*Omelia 12 maggio 2019*
“Io sono il buon pastore”
ὁ ποιμὴν ὁ καλός (o poimèn o kalós), dice Giovanni. Questa traduzione è proprio pessima, fuorviante, traduce “il buon pastore”, mettendo l’accento sulla morale; il buono, quello che si comporta bene, che ci dà una legge morale. Ma in greco c’è καλός (kalós), che primariamente vuol dire “bello”, non vuol dire “buono”! Solo secondariamente, perché bello e buono son legati. Letteralmente, la traduzione è “o poimèn o kalós”, sono il pastore, il bello, la guida che vi guida non col bastone per costringervi, il bastone della legge, della punizione, cioè la violenza. Ma vi guida con la bellezza, vi attrae senza violenza.
Voi mi seguite perché è bello seguirmi e mi seguite da persone libere. È d’estetica, non d’etica, la forza della fede cristiana! Uno si muove, non per fare la cosa giusta, ma per fare la cosa bella. È giusta solo se è veramente bella. Questa è la rivoluzione portata da Gesù; non ha disprezzato l’etica o la morale, ma gli ha dato un’altra motivazione. Non la fa nascere dalla legge imposta, ma la fa fiorire dall’interno, da una bellezza che prorompe dal cuore.
Infatti, che cosa cambia? Dice il Vangelo riportando negli Atti degli Apostoli cosa accade a Iconio, dice che:
“I pagani si rallegravano ed i discepoli erano pieni di gioia”.
Ecco che cosa cambia, che il comportamento, cioè la morale, nasca dall’estetica, dalla bellezza, invece che dall’etica, dalla legge. Che la bellezza rallegra i pagani, li riempie di gioia i discepoli, cioè li entusiasma, perché tu sei fatto per il bello. Ed anche il bene, se non è bello, ti intristisce. È uno sforzo per fare le cose giuste senza il gusto di farle. Fai le cose per ubbidienza, per dovere o per paura del castigo. E non sei convinto, ti si vede in faccia, perché non sei avvinto, e solo la bellezza ti avvince, cioè ti prende senza costringerti.

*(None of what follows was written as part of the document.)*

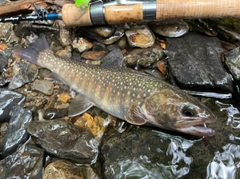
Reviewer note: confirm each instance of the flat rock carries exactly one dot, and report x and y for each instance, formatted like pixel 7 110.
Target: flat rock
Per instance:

Lo diceva anche il pagano Virgilio: “Trahit quemque sua voluptas”. Ognuno è catturato – “sua voluptas” – dal piacere che gli è proprio. Se no tu le fai, ci provi, poi ti accorgi che non ci riesci. Mai osservare fin in fondo la legge, le cose in cui credi. E ti viene il senso di colpa e ne sei schiacciato, se non riesci a schiacciarlo devi andar dallo psicanalista, devi lasciar perdere un ideale così grande. Rinunci al bene vero, al bene totale, te lo aggiusti, te lo fai a tua misura, cioè come fa l’uomo moderno: si abbassa l’asticella a quelle cose che riesce far da sé. Come diceva Karl Marx: “Mi pongo solo problemi che sono in grado di risolvere da solo”. Ma un uomo così, senza un ideale, senza la grandezza, diventa un uomo meschino; un meschino non è un uomo cattivo, è un uomo piccolo nei desideri, che desidera poco, che vive senza tensione, senza una grande passione. È un uomo non appassionato, ma spassionato. Avete presente l’icona buddista di quell’uomo là seduto, incrociato, che guarda nel vuoto, nel cielo e nella terra con la faccia inespressiva. Ecco, l’ideale buddista, con tutto il rispetto, è l’uomo spassionato. L’ideale greco-cristiano è l’uomo appassionato.
Che cosa occorre per vivere di questa passione? Di quello che ci porta il pastore, il bello che ci conduce col bello? Dice ancora il Vangelo:
“Le mie pecore sentono la mia voce e mi seguono”.
Ecco, il problema è solo sentire la voce del pastore, il bello, che porta il bello della vita. Dove la senti tu la voce del bel pastore, della bellezza? Dove senti che il cuore vibra, che ti invoglia a seguire? Lo puoi dire solo tu e nessun altro, anzi non puoi dirlo neanche tu: lo può dire solo il tuo cuore. Lui sa per cosa è fatto. Quando lo segui ti approva, ti fa dormire in pace; quando invece vai contro il tuo cuore, è lui che non ti fa dormire!